In 1842 the purpose of the APS was restated: "to record the history, and promote the advancement, of Uncivilized Tribes".

On Buxton's death in 1845, Samuel Gurney took over as President. Finances improved, and from 1847 Hodgkin had an assistant as Secretary on the payroll for a period, the activist Louis Alexis Chamerovzow. Chamerovzow published on the rights of Māori in 1848, and worked on Charles Dickens as opinion-former, with some success (as Dickens wrote to George Payne Rainsford James). He was a perceptive analyst of the difficulties in reconciling the interests of indigenous people and settlers.

Other campaigns included the case of a black man in the Cape Colony accused of stealing from a white man and punished by torture (1850), the use of bonded labour of black children in the Transvaal Republic (1880), and, later continued protesting the exploitation of indigenous South Africans during the time preceding the Second Boer War (1899–1902), which, they said, was often perpetrated under a "guise of philanthropy and Christianity".

In 1870 the APS bought Lennox Island (Prince Edward Island) on behalf of a community of the Mi'kmaq people.

==Publications==
The Society published tracts, pamphlets, Annual Reports and a journal variously entitled The Aborigines' Friend, or, Colonial Intelligencer, Aborigines' Friend, or Colonial Intelligencer, Colonial Intelligencer and Aborigines' Friend, The Aborigines' Friend and the Colonial Intelligencer, also abbreviated to Aborigines' Friend, from 1855 until 1909.

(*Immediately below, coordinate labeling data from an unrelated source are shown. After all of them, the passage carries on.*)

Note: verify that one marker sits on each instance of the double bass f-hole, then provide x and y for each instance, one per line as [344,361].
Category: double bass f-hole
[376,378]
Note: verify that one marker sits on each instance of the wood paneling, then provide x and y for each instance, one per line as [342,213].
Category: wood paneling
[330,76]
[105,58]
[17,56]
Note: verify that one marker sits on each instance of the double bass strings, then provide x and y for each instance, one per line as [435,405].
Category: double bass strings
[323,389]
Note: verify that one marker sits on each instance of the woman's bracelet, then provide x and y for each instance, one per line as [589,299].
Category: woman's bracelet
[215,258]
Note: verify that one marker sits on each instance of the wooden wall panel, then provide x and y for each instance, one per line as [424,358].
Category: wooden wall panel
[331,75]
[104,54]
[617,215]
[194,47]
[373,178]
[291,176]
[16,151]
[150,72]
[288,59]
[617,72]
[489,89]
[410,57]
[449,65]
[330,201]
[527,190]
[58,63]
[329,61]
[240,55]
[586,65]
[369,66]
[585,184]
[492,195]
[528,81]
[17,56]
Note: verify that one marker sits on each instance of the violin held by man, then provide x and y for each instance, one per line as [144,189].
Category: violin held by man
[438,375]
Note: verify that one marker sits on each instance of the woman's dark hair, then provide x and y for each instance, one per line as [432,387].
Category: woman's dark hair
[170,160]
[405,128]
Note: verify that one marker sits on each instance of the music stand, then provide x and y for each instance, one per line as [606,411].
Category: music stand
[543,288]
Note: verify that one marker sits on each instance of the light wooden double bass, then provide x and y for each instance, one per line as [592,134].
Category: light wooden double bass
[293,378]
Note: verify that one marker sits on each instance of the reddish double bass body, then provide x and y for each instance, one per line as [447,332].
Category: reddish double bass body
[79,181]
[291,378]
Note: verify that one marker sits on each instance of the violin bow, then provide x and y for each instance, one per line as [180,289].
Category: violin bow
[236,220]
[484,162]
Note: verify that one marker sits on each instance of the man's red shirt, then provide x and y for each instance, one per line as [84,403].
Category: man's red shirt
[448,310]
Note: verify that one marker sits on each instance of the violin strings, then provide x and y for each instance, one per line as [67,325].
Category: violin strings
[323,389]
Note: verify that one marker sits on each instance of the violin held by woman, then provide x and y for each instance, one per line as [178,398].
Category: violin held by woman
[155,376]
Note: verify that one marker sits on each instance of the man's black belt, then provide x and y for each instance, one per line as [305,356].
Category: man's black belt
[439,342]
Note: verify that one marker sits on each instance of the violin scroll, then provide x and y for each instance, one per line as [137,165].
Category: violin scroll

Hodgkin's concerns over the indigenous peoples in the Hudson's Bay Company territory in western Canada were pursued both by correspondence with Sir George Simpson, and in the pages of the Intelligencer. In 1889 Henry Richard Fox Bourne became its editor, and took over as Chair of the APS. He was a critic of the Emin Pasha Relief Expedition, and used the Intelligencer to accuse it for the first time of "atrocities".

==Merger==
The Society continued until 1909, when it merged with the British and Foreign Anti-Slavery Society to form the Anti-Slavery and Aborigines' Protection Society (now Anti-Slavery International).